O estigma e a superproteção também deixam as pessoas com deficiência mais vulneráveis à violência, segundo a secretária nacional dos Direitos da Pessoa com Deficiência, Anna Paula Feminella.

“Esse tabu acaba abrindo espaço para todo tipo de violações de direitos humanos. Não falar já é uma violação”, diz.

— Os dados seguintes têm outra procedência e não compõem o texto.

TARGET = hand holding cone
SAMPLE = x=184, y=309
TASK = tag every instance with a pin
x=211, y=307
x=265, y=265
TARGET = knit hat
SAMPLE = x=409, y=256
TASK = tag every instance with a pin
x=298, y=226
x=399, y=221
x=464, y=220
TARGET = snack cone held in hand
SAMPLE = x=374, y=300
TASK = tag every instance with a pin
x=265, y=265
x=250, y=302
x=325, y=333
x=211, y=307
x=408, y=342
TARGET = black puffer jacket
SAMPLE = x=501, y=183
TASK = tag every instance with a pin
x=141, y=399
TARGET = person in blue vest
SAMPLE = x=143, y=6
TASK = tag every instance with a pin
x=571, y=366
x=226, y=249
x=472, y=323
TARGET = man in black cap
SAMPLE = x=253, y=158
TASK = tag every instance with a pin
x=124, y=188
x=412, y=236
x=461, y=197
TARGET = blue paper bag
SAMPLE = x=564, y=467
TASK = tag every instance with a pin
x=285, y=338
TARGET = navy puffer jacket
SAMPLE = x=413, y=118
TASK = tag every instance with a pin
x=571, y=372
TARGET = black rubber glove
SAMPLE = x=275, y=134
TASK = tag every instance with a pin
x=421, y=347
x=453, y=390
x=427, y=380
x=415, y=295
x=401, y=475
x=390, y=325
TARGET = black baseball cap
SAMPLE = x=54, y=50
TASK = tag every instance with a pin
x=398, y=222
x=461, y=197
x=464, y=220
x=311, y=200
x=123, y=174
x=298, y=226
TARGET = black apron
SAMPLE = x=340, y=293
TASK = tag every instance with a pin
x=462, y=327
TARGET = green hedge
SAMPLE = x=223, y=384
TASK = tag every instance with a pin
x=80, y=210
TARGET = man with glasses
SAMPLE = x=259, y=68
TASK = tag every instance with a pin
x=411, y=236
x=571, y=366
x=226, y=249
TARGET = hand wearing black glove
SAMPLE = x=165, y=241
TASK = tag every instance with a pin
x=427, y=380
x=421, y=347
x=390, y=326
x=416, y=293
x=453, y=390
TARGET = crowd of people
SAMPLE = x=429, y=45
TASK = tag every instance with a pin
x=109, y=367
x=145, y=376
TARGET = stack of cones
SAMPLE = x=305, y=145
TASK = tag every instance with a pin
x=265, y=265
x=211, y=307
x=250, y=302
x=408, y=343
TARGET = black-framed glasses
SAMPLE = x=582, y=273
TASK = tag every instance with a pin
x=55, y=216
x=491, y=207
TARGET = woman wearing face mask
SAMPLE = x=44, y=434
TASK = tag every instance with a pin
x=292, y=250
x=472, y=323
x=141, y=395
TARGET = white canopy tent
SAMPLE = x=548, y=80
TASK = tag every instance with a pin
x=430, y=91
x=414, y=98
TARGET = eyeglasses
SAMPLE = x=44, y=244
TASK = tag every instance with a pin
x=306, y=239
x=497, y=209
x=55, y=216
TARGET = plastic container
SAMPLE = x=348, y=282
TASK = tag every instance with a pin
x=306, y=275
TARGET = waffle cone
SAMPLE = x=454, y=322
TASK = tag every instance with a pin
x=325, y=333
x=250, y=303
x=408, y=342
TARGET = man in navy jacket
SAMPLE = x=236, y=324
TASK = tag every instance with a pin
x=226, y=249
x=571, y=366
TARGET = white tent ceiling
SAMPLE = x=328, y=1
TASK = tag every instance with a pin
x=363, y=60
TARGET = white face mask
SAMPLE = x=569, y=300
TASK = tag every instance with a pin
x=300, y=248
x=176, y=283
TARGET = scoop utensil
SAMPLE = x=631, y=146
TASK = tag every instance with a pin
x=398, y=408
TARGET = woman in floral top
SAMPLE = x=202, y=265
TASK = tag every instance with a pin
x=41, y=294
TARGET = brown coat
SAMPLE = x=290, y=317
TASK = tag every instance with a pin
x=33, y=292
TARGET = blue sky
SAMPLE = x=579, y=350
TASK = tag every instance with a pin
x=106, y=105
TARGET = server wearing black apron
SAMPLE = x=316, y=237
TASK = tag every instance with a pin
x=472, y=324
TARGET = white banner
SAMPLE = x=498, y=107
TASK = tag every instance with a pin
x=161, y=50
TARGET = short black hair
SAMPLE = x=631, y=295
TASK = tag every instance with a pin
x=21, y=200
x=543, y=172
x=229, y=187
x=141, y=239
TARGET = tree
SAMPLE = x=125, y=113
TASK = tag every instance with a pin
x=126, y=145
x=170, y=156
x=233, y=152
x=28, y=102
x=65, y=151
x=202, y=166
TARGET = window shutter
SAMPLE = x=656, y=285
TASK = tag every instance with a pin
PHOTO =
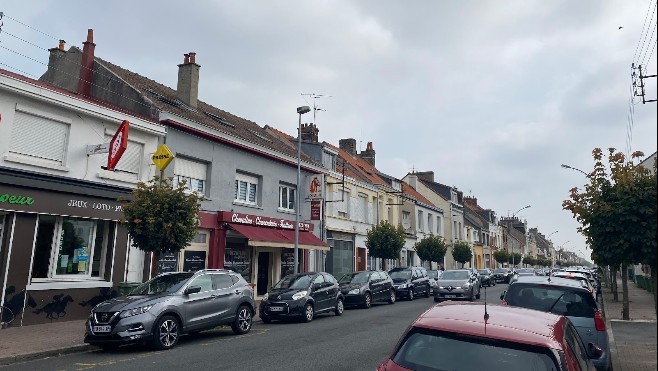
x=40, y=137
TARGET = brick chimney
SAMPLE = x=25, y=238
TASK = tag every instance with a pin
x=87, y=64
x=348, y=145
x=310, y=133
x=369, y=154
x=188, y=80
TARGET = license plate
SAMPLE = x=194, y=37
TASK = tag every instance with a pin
x=102, y=328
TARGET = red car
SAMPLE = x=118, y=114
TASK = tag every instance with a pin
x=456, y=336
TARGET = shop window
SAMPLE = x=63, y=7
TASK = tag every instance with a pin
x=68, y=247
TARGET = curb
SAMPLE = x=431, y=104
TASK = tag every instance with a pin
x=4, y=361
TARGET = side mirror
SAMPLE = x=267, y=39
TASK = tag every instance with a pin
x=192, y=290
x=594, y=351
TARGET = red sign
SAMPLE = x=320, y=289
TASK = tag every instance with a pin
x=118, y=145
x=316, y=206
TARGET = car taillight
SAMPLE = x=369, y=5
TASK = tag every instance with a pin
x=599, y=321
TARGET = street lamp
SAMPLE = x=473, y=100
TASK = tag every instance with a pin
x=300, y=110
x=572, y=168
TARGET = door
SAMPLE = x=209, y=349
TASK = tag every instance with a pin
x=263, y=274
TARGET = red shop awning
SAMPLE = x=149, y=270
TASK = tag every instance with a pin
x=271, y=237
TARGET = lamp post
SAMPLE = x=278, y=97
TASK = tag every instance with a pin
x=300, y=110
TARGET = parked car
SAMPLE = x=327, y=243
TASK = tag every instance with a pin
x=565, y=297
x=410, y=282
x=486, y=277
x=365, y=287
x=302, y=296
x=457, y=284
x=172, y=304
x=470, y=336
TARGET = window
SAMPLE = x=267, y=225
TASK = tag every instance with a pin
x=39, y=136
x=287, y=197
x=193, y=173
x=246, y=188
x=73, y=248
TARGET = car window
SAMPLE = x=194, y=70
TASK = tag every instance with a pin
x=204, y=281
x=433, y=350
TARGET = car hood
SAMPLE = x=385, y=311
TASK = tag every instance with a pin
x=128, y=302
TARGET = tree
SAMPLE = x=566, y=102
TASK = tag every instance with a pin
x=461, y=252
x=432, y=249
x=501, y=256
x=617, y=213
x=161, y=218
x=385, y=241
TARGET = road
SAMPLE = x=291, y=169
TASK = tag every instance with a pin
x=358, y=340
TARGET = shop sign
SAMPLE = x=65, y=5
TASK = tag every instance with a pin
x=315, y=187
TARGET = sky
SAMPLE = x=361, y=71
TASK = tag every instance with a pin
x=493, y=96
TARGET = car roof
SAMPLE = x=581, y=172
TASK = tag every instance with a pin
x=513, y=324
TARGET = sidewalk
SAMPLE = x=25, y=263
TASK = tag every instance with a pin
x=18, y=344
x=633, y=342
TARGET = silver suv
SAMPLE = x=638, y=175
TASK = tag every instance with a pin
x=162, y=309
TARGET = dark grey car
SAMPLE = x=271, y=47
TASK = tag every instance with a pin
x=169, y=305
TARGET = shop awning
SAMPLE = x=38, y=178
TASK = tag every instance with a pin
x=271, y=237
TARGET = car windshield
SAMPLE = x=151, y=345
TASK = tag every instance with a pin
x=433, y=350
x=455, y=275
x=405, y=275
x=359, y=277
x=168, y=283
x=294, y=282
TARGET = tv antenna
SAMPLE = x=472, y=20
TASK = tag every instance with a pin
x=315, y=97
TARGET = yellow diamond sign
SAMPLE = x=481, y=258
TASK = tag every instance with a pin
x=162, y=157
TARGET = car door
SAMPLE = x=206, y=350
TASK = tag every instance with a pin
x=199, y=307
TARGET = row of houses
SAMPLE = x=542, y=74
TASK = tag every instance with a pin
x=63, y=248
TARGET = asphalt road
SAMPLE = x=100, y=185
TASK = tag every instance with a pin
x=358, y=340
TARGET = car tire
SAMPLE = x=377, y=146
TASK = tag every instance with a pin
x=166, y=333
x=367, y=300
x=308, y=313
x=243, y=320
x=340, y=307
x=391, y=299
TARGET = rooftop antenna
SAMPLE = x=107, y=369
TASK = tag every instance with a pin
x=315, y=96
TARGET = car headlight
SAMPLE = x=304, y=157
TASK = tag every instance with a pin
x=135, y=311
x=299, y=295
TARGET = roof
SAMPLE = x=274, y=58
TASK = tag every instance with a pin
x=518, y=325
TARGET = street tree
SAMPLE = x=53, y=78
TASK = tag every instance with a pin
x=432, y=249
x=385, y=241
x=160, y=216
x=461, y=252
x=617, y=213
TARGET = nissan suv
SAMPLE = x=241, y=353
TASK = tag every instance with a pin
x=172, y=304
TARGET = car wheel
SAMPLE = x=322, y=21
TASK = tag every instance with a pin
x=391, y=299
x=242, y=323
x=308, y=312
x=340, y=307
x=166, y=333
x=367, y=300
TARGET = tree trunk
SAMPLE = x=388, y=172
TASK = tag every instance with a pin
x=625, y=311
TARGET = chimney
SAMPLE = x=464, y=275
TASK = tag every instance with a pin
x=426, y=175
x=369, y=154
x=348, y=145
x=188, y=80
x=87, y=64
x=310, y=133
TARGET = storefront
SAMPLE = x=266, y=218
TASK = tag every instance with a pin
x=260, y=248
x=62, y=249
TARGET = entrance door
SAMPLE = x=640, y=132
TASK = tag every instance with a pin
x=263, y=276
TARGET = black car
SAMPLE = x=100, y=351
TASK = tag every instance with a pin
x=410, y=282
x=302, y=296
x=365, y=287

No Brasil, há a estimativa que 90% das mulheres com deficiência sejam vítimas de violência sexual ao longo da vida, segundo pesquisa da Abraça (Associação Brasileira para Ação por Direitos das Pessoas Autistas).

Ainda assim, diz Costa, não se faz grupo de apoio para essas mulheres e a família superprotege sem fazer questão de ensiná-las desde criança a separar o que é carinho do que é abuso.

A ENSP lançou em 2022 o Guia de Direitos e Saúde Sexual das pessoas com deficiência. A cartilha foi pensada depois de reuniões virtuais durante a pandemia que mostraram o nível de desinformação sobre a sexualidade relacionada à deficiência.

“Meu médico falou que não posso ter filho” e “O profissional de saúde falou que sempre vou ser uma menininha” foram alguns dos relatos que incentivaram a confecção. “São mitos e estigmas de uma vida subalternizada dessas pessoas”, diz Costa.

No filme de Daniel, o ator João Paulo Lima, 42, faz o trecho de uma apresentação chamada “Devotee” (nome dado ao fetiche de pessoas sem deficiência em relação às com deficiência). Segundo ele, que trabalha com o corpo, a deficiência permitiu que uma sexualidade com pontos fortes e frágeis -como de todas as pessoas.

“Acho que tem pessoas bípedes, enxergantes e ouvintes muito menos bem resolvidas com seu corpo”, diz João Paulo, que teve a perna esquerda amputada aos 12 anos.

Ele construiu o espetáculo com o dinheiro da venda de fotos e vídeos do corpo em posições sensuais. “É uma forma de debochar do capacitismo mostrando o poder de vender material pornográfico do corpo com deficiência”, diz.

O documentário tem outras performances de pessoas com diferentes formas de deficiência e fala sobre flerte, beijo na boca, namoro, masturbação, orientação sexual e capacitismo, além de sexo. “Acho que o filme vai incomodar algumas pessoas, mas acho bom que incomode”, diz Daniel.

MITOS E VERDADES

O Guia de direitos e saúde sexual das pessoas com deficiência da Escola Nacional de Saúde Pública elenca mitos e verdades sobre a vida sexual de pessoas com deficiência. Veja três deles:

**MITO:** “Assexuadas ou com poucas necessidades sexuais”, “Eternas crianças/imaturas, incapazes de aprender os ritos da afetividade, da sexualidade e para a prevenção contra abusos”.

Não há evidência de relação entre falta de desejo sexual e deficiência. A crença do desinteresse sexual leva ao descaso com a educação em saúde, e a produção de apoios necessários. Superproteção, falta de informação e exclusão social levam à inibição do amadurecimento, ao cerceamento da vida adulta, e dificultam a identificação de abusos.

**MITO:** “São cisgênero heteronormativas”.

Há pessoas com deficiência LGBTQIA+. O preconceito invisibiliza essa população.

**MITO:** “Incapazes de ter uma sexualidade normal; seu sexo é desviante, fora da norma”.

O capacitismo (discriminação que tem como base a ideia de incapacidade da pessoa com deficiência, atribuindo-lhe menor valor) dificulta as necessárias adequações no ambiente. Toda expressão consentida da sexualidade é normal.